What stands out from years of working in both research and industrial labs is that certain core traits – reliable reactivity, easy handling, predictable behavior – pay off over time much more than marginal price savings or one-off advantages. That’s especially true for intermediates crossing over from academic proof-of-concept to industrial process scale. Every chemist or process engineer I’ve worked with points to saved hours as the most underrated factor, and 4-Bromophenylsulfonate Sodium Dihydrate often checks that box.
Synthesis work continues to evolve. The list of building blocks grows every year, but efficiency stays king. Subtle differences in intermediates, like hydration state and solubility, set apart work that advances the field from work that just repeats old results. More chemists today demand clear sourcing, documented batch consistency, and technical support from their suppliers. These expectations drive improvements that reach all the way to process safety, cost control, and a smaller environmental footprint.

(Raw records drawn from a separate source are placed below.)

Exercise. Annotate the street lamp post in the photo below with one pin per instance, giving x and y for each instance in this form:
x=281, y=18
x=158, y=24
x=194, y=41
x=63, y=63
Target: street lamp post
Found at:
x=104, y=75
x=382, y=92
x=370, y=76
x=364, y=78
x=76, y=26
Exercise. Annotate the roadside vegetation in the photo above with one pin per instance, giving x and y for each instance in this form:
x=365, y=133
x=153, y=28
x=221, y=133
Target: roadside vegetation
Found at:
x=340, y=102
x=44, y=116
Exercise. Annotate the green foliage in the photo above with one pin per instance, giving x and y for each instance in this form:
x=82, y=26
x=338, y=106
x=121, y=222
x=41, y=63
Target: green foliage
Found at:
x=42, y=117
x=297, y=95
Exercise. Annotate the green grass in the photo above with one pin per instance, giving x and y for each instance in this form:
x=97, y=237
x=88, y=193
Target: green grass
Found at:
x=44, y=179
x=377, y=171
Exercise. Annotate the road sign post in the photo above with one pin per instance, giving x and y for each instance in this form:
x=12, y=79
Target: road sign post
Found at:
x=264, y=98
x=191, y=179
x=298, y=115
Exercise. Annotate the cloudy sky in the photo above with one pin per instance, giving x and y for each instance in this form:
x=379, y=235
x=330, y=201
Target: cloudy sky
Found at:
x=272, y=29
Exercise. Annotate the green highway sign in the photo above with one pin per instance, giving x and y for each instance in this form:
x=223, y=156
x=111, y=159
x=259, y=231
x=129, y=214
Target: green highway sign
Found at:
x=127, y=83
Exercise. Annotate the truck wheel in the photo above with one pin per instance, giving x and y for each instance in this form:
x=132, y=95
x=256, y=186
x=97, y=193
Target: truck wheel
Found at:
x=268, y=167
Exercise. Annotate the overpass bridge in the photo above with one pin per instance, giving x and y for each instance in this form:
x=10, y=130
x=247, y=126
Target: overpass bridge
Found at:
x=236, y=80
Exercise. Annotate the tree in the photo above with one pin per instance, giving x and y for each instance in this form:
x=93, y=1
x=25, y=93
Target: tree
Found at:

New application areas – OLED research, advanced agrochemicals, and targeted therapies – often begin with bench experiments where intermediates like 4-Bromophenylsulfonate Sodium Dihydrate prove their value. A good reagent doesn’t just perform; it fits the day-to-day reality of laboratory life, cuts friction, and gives users confidence. Readers who’ve juggled unreliable or fussy intermediates will recognize how much smoother a project runs if the routine supplies actually deliver on their technical promise.

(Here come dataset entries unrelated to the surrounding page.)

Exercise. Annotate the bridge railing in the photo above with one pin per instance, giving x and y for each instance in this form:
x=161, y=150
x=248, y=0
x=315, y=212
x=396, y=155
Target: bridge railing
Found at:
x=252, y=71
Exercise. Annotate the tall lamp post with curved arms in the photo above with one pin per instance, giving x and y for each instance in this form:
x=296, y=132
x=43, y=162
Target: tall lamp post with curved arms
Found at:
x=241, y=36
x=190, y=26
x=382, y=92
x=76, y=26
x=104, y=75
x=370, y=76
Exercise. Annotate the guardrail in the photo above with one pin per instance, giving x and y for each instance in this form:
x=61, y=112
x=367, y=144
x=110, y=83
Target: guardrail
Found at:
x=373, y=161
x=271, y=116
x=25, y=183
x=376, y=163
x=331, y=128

Chemistry never slows down, and neither do the practical demands of bench researchers or process chemists. The lesson from experience is that a combination of smart design, practical usability, and consistent quality determines which reagents become staples and which gather dust. 4-Bromophenylsulfonate Sodium Dihydrate, by blending reactivity with water solubility and in-use stability, has carved its own place – not by being flashy, but by being quietly reliable where it counts most.
Choosing the right chemical tools always shapes both routine work and the success of high-stakes projects. My own years spent troubleshooting synthesis hiccups underline the point: refined design and tested details save more headaches and deliver more results than hunting for one-size-fits-all solutions. For cross-coupling, custom building blocks, and reliable industrial synthesis, 4-Bromophenylsulfonate Sodium Dihydrate deserves its spot in the laboratory toolkit.